I just finished the submission of the CoFindeR mockups for the Mozilla Jetpack for Learning challenge. I developed this concept with the great help and feedback of Marion Gruber and Jeroen Storm - and the stimulating and inspiring input of Jon Dron and Roland Klemke from Humance.

Overview

CoFindeR brings the collective intelligence of social bookmarking services to the classroom by supporting learners to identify web-pages that can be relevant and useful for their courses, while the learners browse the web.

In this sense, a web-page can be a HTML document or any other resource that is displayed inline in the browser. In the following I use the term web-page for HTML and other inline content (such as PDF files or images).

The Problem

CoFindeR addresses three problems that are related to applications of social bookmarking in classrooms.

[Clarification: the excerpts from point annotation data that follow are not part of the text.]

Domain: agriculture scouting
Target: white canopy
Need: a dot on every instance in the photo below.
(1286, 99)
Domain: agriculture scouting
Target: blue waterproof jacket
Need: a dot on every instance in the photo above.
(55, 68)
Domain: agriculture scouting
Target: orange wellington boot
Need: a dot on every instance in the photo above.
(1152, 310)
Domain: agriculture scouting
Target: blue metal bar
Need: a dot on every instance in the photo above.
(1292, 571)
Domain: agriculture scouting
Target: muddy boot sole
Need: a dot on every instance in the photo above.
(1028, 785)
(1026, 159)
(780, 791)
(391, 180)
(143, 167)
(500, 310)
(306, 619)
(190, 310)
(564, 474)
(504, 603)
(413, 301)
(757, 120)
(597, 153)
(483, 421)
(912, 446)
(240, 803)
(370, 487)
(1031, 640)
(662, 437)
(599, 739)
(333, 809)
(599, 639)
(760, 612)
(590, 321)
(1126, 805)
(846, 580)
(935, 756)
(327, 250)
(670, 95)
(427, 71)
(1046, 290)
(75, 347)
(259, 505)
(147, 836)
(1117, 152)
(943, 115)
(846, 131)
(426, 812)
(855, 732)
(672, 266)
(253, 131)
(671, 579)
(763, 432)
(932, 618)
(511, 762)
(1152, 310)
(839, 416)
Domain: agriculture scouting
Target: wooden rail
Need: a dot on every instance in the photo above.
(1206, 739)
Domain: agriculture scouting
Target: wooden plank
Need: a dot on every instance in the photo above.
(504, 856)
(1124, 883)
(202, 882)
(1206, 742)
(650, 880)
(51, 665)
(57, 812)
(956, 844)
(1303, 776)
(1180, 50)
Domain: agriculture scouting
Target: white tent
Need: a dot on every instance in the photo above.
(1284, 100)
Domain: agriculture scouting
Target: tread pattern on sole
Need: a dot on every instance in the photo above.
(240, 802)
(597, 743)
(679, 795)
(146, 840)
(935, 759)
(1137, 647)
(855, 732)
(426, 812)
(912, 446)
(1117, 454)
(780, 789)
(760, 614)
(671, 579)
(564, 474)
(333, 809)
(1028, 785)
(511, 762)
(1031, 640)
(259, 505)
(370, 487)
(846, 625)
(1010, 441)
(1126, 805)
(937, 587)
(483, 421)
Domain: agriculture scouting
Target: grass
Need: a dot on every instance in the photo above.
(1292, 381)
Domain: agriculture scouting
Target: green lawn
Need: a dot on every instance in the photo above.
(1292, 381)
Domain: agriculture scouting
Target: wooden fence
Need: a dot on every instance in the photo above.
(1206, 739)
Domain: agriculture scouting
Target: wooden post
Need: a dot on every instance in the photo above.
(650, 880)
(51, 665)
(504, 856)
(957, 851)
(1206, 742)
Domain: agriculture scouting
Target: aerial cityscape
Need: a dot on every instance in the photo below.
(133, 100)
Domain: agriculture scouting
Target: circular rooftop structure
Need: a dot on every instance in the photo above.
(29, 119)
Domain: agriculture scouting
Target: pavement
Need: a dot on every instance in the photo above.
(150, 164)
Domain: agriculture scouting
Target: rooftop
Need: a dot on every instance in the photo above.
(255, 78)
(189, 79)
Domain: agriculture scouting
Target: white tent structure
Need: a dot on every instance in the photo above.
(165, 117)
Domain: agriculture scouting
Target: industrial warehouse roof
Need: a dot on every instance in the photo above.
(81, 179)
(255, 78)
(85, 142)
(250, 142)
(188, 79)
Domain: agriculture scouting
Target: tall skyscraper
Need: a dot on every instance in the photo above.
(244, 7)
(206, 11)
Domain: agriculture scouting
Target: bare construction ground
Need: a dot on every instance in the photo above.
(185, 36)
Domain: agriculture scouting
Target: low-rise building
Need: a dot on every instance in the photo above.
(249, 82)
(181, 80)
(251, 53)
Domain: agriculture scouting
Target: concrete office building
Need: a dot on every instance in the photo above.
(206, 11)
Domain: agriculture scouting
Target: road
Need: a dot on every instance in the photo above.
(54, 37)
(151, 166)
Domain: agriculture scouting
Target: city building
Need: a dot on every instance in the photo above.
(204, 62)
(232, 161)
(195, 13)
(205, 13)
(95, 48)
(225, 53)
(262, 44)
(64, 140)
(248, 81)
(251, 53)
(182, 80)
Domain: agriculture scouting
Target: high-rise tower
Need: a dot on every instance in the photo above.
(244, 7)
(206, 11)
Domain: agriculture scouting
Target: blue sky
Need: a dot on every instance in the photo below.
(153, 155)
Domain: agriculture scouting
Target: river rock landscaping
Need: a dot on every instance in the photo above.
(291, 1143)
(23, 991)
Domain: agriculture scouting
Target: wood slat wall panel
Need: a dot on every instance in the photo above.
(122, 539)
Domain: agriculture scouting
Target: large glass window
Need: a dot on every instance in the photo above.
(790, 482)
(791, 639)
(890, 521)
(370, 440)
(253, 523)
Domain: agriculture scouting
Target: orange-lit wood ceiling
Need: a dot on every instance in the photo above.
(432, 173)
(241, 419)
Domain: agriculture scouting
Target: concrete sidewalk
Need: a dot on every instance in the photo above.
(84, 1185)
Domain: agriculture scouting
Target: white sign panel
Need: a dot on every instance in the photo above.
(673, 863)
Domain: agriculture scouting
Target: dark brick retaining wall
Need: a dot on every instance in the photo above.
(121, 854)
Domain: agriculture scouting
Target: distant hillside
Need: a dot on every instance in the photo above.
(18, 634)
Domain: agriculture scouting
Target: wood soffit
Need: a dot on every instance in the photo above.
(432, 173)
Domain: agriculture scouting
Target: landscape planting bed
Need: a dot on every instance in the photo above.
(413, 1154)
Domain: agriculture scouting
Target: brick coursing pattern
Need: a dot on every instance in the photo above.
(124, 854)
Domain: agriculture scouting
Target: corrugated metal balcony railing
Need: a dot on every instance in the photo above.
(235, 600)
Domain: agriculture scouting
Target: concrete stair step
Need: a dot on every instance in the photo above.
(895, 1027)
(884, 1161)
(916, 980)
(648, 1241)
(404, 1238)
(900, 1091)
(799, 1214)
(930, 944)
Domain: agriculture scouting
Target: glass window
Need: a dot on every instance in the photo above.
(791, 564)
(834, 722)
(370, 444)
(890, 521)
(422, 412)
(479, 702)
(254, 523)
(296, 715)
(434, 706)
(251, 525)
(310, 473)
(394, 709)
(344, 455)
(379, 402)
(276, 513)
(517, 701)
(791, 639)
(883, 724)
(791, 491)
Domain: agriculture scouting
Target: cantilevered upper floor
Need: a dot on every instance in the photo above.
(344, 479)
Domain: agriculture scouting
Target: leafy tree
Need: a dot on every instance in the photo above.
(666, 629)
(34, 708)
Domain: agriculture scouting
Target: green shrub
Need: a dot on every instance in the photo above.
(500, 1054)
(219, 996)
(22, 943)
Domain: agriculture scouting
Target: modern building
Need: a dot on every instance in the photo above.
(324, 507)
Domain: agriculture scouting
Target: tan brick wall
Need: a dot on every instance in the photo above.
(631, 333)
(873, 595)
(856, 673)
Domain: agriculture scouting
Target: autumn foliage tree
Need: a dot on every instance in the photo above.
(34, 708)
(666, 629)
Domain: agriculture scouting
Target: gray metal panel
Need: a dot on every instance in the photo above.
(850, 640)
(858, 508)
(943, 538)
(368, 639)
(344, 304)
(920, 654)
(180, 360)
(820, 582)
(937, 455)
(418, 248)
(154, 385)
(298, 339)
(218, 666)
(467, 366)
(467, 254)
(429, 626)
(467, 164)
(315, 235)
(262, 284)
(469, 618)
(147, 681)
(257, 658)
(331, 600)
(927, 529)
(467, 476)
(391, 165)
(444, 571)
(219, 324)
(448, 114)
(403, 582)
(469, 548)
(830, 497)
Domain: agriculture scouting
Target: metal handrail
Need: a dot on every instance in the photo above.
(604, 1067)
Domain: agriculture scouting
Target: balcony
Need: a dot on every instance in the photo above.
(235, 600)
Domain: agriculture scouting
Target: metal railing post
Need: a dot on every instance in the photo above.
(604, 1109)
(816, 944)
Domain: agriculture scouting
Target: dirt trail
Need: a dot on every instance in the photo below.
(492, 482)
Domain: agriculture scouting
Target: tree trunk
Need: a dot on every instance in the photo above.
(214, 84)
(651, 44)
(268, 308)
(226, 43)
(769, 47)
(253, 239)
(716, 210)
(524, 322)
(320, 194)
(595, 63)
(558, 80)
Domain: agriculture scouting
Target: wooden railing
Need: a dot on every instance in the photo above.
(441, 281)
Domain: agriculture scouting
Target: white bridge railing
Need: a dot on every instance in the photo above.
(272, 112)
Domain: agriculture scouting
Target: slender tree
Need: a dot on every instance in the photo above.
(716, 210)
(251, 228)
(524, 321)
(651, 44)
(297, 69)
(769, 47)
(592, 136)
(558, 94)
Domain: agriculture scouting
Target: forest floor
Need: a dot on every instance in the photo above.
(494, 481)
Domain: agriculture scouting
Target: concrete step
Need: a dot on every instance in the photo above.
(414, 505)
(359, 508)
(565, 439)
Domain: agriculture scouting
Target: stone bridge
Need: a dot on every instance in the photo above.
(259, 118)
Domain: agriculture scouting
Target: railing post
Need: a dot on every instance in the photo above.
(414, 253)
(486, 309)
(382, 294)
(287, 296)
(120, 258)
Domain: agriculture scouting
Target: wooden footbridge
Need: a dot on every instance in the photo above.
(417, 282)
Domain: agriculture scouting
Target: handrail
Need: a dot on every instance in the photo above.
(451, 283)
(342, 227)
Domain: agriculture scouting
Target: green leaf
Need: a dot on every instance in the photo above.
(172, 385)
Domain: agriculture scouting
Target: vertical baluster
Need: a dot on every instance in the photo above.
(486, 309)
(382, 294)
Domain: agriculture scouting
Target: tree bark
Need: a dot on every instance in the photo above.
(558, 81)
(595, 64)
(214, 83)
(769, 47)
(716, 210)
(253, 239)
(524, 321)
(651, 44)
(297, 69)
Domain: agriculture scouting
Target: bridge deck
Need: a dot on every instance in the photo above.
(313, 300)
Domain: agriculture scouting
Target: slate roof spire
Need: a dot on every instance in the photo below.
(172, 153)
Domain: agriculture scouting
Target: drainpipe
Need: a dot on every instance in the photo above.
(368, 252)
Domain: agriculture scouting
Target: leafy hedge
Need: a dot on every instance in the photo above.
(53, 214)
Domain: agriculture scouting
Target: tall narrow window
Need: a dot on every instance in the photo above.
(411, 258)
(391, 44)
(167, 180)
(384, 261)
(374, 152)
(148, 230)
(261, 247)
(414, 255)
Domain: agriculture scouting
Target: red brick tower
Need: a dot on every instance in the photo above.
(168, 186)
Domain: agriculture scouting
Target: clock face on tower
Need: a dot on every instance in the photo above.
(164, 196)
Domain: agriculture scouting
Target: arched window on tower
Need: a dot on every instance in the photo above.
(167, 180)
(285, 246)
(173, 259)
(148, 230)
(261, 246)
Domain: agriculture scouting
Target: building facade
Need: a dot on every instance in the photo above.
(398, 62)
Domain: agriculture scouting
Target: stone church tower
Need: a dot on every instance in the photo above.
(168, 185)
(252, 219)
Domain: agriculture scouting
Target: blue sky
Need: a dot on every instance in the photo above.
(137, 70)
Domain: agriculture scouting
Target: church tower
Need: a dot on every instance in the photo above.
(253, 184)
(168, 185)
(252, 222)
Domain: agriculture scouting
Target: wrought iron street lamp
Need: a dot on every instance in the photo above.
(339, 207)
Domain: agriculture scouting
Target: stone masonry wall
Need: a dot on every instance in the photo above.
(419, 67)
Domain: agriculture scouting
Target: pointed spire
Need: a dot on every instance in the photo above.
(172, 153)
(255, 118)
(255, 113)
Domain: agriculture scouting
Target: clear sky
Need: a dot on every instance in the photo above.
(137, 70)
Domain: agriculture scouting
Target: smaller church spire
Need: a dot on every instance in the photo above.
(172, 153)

  1. Modern virtual learning environments (VLEs) allow teachers to assign keywords to their courses, activities, assignments, and resources. These keywords are currently unused for enriching the personal learning experiences of the learners. Given to the lack of educational benefit, this information is frequently omitted by teachers.
  2. Applications of social bookmarking in online courses depend much on the engagement of the learners. Thus, social bookmarking in education often suffers from cold-start problems, because the learners are not necessarily acquainted with the concepts related to social bookmarking. However, the larger collective intelligence offered by the social bookmarking services remains mostly unused in education. As a consequence, it is expected that the learners identify relevant resources for their classes on their own and to label it appropriately, rather then to support the learners for this task.
  3. The second problem implies a third, currently unreflected problem: the active social bookmarking has to be an integrative activity of the instruction. If this is not an explicit course activity, learners are unlikely to identify web-resources that can be relevant for their courses outside of the course context.

The Solution

CoFindeR supports learners to identify if a visited web-page is relevant to one (or more) of their courses and to share related web-pages with their peers.

When a learner visits any page on the worldwide-web, CoFindeR uses the keywords that are assigned to a learner's courses and the tags that were assigned to the web-page in social bookmarking systems in order to identify if the web-page might be relevant for one of the learner's courses.

If CoFindeR detects an overlap of the learner's course keywords and the web-page's social tags, then CoFindeR shows the learner the overlapping keywords and the related course. For related web-pages, a learner can decide if the web-page is useful and share it with the related course. Furthermore, a learner may annotate the page. Sharing and annotating of web-pages are as simple as one mouse click.

Shared resources are directly posted to the appropriate course. This helps the learners to keep track of course related web-pages. Additionally, peer learners in the same course can visit and comment the web-page.

CoFindeR immediately shows to a learner if the web-page is already shared by other learners in the same courses. In this case the learner can vote the resource up (by resharing), and gain access to all annotations and comments that are available in the course. This way the learner can directly contribute to the discussion about the content of the web-page without leaving it.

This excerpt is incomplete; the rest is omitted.